The placenta is an organ that develops during pregnancy to provide oxygen and nutrients to the growing fetus. Placenta Accreta Spectrum (PAS) is a serious condition where the placenta attaches abnormally deep into the wall of the uterus, failing to separate properly after childbirth. This inability to detach can lead to severe hemorrhage, a major complication for the mother. Ultrasound technology is the primary, non-invasive method utilized by healthcare providers to assess the depth of placental attachment and screen for this condition.
Understanding Placenta Accreta Spectrum
Placenta Accreta Spectrum is defined by the depth of placental tissue invasion into the myometrium, the muscular layer of the uterine wall.
The least invasive form is Placenta Accreta, where the placenta’s villi attach firmly to the myometrium without penetrating it. This is the most common form, accounting for approximately 75% of all cases.
The next level is Placenta Increta, where the placental villi invade into the myometrium, embedding deep within the muscle. The most severe form is Placenta Percreta, where the tissue grows through the entire uterine wall and may invade nearby organs, such as the bladder or rectum. The level of invasion determines the complexity of clinical management and potential complications.
Ultrasound Screening: Why and When It’s Used
Screening for PAS is not routinely performed but is targeted toward women with specific risk factors. The necessity for screening is driven by a history of previous uterine surgeries, as these procedures can damage the lining of the uterus. Prior cesarean delivery is the most significant risk factor, and the risk of PAS increases with each subsequent section.
Other risk factors include placenta previa (a placenta that covers the cervix) and any history of uterine curettage or other uterine surgeries. Screening typically begins with a focused ultrasound examination during the late second or early third trimester, often between 28 and 30 weeks of gestation. The goal is to identify visual markers suggesting deep placental adherence, allowing for proactive delivery planning.

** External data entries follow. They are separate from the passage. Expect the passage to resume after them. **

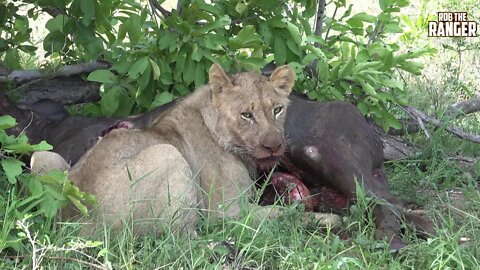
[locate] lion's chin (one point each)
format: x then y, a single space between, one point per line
265 164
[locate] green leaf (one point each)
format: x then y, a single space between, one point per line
246 38
412 67
241 8
199 74
162 98
346 69
102 76
278 22
79 205
384 4
133 27
364 17
392 83
156 70
88 9
57 23
189 71
323 70
393 27
293 29
12 168
219 23
144 80
6 121
167 39
49 206
35 186
367 88
109 101
196 53
280 51
138 68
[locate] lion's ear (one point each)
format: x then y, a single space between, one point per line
218 77
283 78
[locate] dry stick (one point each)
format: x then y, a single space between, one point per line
463 108
454 130
421 125
58 258
20 76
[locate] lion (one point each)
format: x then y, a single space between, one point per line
197 158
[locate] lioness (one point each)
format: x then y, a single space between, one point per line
209 142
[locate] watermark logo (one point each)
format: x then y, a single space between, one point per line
452 24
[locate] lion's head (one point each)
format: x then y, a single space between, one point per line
250 112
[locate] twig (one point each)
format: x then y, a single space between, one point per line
333 19
420 124
319 17
463 107
452 129
238 21
58 258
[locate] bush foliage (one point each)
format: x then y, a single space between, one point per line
159 55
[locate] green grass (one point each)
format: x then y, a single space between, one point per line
286 243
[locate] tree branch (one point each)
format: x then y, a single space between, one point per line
463 107
22 76
454 130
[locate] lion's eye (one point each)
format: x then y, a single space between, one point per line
247 115
278 110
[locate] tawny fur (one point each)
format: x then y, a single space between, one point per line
198 152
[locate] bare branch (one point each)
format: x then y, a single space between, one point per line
454 130
333 18
319 17
21 76
463 107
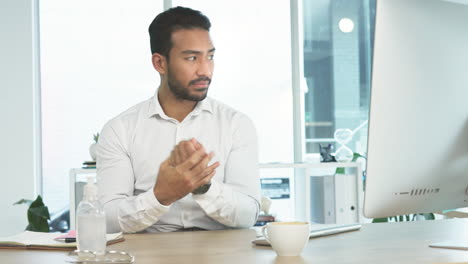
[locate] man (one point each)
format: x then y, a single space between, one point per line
180 160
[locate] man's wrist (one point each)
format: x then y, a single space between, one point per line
202 189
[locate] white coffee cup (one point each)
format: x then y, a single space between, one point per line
287 238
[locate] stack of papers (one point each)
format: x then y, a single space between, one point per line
39 240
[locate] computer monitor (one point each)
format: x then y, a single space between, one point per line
418 125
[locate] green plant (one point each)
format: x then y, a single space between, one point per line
403 218
38 214
96 137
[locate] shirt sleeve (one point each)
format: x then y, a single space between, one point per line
124 211
236 201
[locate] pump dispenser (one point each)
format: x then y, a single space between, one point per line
91 221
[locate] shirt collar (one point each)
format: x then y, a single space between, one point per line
156 109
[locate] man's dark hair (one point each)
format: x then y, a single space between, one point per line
173 19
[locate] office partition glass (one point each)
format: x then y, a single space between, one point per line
338 38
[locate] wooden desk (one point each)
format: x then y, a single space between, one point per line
375 243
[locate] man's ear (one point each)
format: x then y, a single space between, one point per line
159 63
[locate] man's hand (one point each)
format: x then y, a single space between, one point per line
184 171
183 151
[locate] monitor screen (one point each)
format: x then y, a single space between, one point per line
418 124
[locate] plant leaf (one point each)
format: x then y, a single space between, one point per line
38 214
22 201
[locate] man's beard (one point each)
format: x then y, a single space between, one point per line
183 93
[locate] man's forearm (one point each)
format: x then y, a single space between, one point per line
229 207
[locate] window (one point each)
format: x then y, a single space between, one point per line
337 60
95 63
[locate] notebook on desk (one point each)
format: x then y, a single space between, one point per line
316 231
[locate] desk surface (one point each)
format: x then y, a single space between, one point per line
375 243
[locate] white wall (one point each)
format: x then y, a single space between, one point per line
19 145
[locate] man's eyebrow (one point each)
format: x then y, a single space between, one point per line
196 51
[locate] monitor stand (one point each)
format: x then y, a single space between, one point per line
461 243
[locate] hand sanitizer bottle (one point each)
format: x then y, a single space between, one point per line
91 221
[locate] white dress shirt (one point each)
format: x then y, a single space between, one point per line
134 144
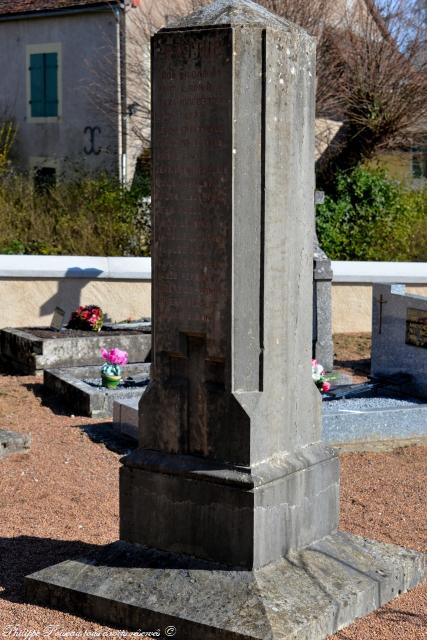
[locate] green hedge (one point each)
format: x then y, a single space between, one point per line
372 217
88 216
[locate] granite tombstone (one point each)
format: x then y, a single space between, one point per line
399 337
229 507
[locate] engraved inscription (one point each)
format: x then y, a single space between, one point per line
416 328
192 140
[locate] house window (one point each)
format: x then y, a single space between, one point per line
44 82
44 179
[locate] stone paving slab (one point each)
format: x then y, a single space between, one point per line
374 418
306 596
25 352
13 442
84 399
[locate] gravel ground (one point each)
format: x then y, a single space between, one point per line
61 500
352 354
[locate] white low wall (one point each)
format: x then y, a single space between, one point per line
32 286
352 289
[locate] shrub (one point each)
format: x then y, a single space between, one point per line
372 217
87 216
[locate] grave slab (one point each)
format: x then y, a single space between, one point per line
230 468
343 421
307 595
79 388
13 442
399 336
126 417
31 350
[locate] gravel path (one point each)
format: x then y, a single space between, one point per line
61 500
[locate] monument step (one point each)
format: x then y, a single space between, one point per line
308 595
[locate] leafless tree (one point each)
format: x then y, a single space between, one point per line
371 72
380 84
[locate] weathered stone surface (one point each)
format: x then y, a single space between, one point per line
306 596
232 291
84 399
262 512
343 421
399 322
375 418
323 348
13 442
126 417
26 353
230 467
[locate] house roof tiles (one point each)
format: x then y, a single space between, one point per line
10 7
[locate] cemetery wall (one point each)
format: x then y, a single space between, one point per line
32 286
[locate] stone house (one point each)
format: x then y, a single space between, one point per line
75 82
64 84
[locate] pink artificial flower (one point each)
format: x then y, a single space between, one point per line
115 356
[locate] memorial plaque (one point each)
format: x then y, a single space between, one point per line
192 188
416 328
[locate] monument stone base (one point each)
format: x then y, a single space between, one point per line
241 516
308 595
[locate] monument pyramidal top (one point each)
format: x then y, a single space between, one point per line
233 13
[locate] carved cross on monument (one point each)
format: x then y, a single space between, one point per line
200 376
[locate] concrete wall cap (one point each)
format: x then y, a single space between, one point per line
83 267
380 272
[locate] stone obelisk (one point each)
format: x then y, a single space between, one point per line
229 506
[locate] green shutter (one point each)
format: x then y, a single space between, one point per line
37 85
44 85
51 84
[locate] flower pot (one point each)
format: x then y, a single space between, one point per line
110 382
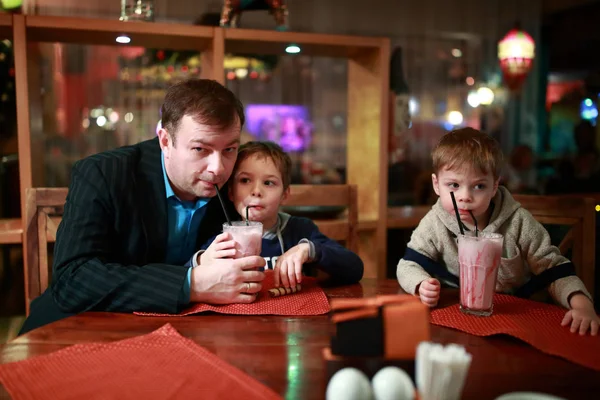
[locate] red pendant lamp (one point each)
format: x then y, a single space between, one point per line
516 52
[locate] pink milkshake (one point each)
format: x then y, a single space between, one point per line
248 238
479 260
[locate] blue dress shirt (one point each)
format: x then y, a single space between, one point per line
183 222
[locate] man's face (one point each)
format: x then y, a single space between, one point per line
201 157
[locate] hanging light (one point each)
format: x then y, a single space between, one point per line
516 52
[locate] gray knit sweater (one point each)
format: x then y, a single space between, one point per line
527 249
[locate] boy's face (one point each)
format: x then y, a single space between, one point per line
258 183
472 189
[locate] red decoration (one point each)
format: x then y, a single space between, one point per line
516 52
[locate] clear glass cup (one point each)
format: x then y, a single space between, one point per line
139 10
479 260
247 235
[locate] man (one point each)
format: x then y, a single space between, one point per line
135 215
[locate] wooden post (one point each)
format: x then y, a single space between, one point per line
367 150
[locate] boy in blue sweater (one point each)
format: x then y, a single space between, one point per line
261 179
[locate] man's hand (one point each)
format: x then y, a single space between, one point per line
288 270
582 316
226 281
429 292
222 247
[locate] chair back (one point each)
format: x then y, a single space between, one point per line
578 213
43 211
305 198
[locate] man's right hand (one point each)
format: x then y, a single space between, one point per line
227 281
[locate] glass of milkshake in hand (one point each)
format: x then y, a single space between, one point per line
479 259
247 236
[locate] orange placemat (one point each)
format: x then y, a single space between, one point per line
533 322
159 365
311 300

Specific Sonographic Markers for Diagnosis
Accurate diagnosis of PAS depends on recognizing a distinct set of visual markers on the ultrasound image. One primary sign is the presence of placental lacunae, which are irregular, hypoechoic (darker) vascular spaces within the placental tissue. These spaces give the placenta a characteristic “Swiss cheese” appearance; having more than three lacunae is highly suggestive of the condition.
Another marker is the loss of the “clear zone,” the normal hypoechoic space between the placenta and the uterine muscle. When the placenta attaches abnormally, this clear space becomes irregular or disappears entirely, indicating direct attachment to the myometrium. Additionally, the myometrium itself may appear markedly thin, sometimes less than 1 millimeter, especially near a prior cesarean scar.
Color Doppler imaging is employed to assess blood flow patterns where the placenta meets the uterus. Abnormal Doppler findings include hypervascularity (an increase in blood vessels) at the subplacental level or the uterovesical interface (the boundary between the uterus and the bladder). Visualization of large vessels bridging across the uterine-placental margin further raises suspicion for PAS.
The Diagnostic Pathway: Confirmation and Specialized Care
A suspicious ultrasound finding initiates a pathway toward further confirmation and specialized clinical planning. While ultrasound is the primary diagnostic tool, Magnetic Resonance Imaging (MRI) is frequently used as a supplemental tool, especially in complex or inconclusive cases. MRI offers a clearer view of the depth of invasion, which is helpful when Placenta Percreta is suspected, as it can better assess if the placenta has invaded surrounding organs.
The goal of prenatal diagnosis is to ensure the mother receives the safest possible care during delivery. A confirmed or highly suspected diagnosis of PAS necessitates the transfer of care to a specialized center, often a high-level maternity hospital. This facility provides access to a multidisciplinary team (MDT), including obstetricians, gynecologic surgeons, interventional radiologists, anesthesiologists, and neonatologists. This team collaborates to plan a controlled delivery, often involving a scheduled cesarean section followed by a hysterectomy to manage life-threatening bleeding.